Pyotr Petrovich Konovnitsyn, like Dohturov, is simply as a formality included in the list of the so-called heroes of 1812 with the Barclays, Raevskys, Yermolovs, Platovs and Miloradovitchs. Like Dohturov, he had the reputation of being a man of very limited capacities and information; and, like Dohturov, he never proposed plans of campaign, but was always to be found in the most difficult position. Ever since he had been appointed the general on duty, he had slept with his door open, and given orders to be waked on the arrival of any messenger. In battle he was always under fire, so that Kutuzov even reproached him for it, and was afraid to send him to the front.

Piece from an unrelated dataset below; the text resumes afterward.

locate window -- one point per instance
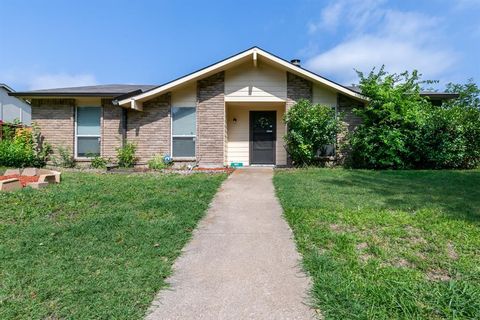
(183, 131)
(88, 132)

Like Dohturov, he was one of those inconspicuous cogwheels, which, moving without creaking or rattling, make up the most essential part of the machine.

Coming out of the hut into the damp, dark night, Konovnitsyn frowned, partly from his headache getting worse, and partly from the disagreeable thought that occurred to him of the stir this would make in all the nest of influential persons on the staff; of its effect on Bennigsen in particular, who since the battle of Tarutino had been at daggers drawn with Kutuzov; of the suppositions and discussions and orders and counter-orders. And the presentiment of all that was disagreeable to him, though he knew it to be inevitable.

Toll, to whom he went to communicate the news, did in fact begin at once expounding his views on the situation to the general who shared his abode; and Konovnitsyn, after listening in weary silence, reminded him that they must go to his highness.